Contrastive Learning via Variational Information Bottleneck

IEEE Trans Pattern Anal Mach Intell. 2025 May 20:PP. doi: 10.1109/TPAMI.2025.3571990. Online ahead of print.

Abstract

Recent advances in self-supervised learning have witnessed great achievements, especially with the introduction of contrastive learning, where the goal is to maximize the mutual information between different augmentations of the same image, i.e., positive pairs. However, such optimization does not necessarily correspond to optimal representation due to noisy samples, thus inevitably being over-confident in the relevance between views. As a result, the learned model would capture spurious correlation and retain superfluous information that deteriorates representations.

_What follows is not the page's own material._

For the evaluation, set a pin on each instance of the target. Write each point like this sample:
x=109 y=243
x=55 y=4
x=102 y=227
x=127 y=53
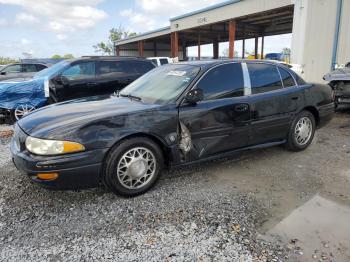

In this paper, we facilitate contrastive learning by reducing superfluous relevance between positive views. To this end, we introduce the representation entropy minimization regularization over the objective of vanilla contrastive learning, which forces representations to retain possibly the least information, thus alleviating superfluous relevance from irrelevant views. Then, we derive the analytical expression of the proposed objective by converting it to an information bottleneck problem and solving via variation approximation, which leads to a novel contrastive learning framework, termed as CLIMB, short for Contrastive Learning via variational InforMation Bottleneck. Experiments over multiple benchmarks demonstrate that CLIMB brings consistent improvement. Notably, using DINO as an instantiation, CLIMB achieves 4.5% and 3.5% gain under the k-NN classification metric with EfficientNet-B0 and ResNet-50 as backbones, respectively.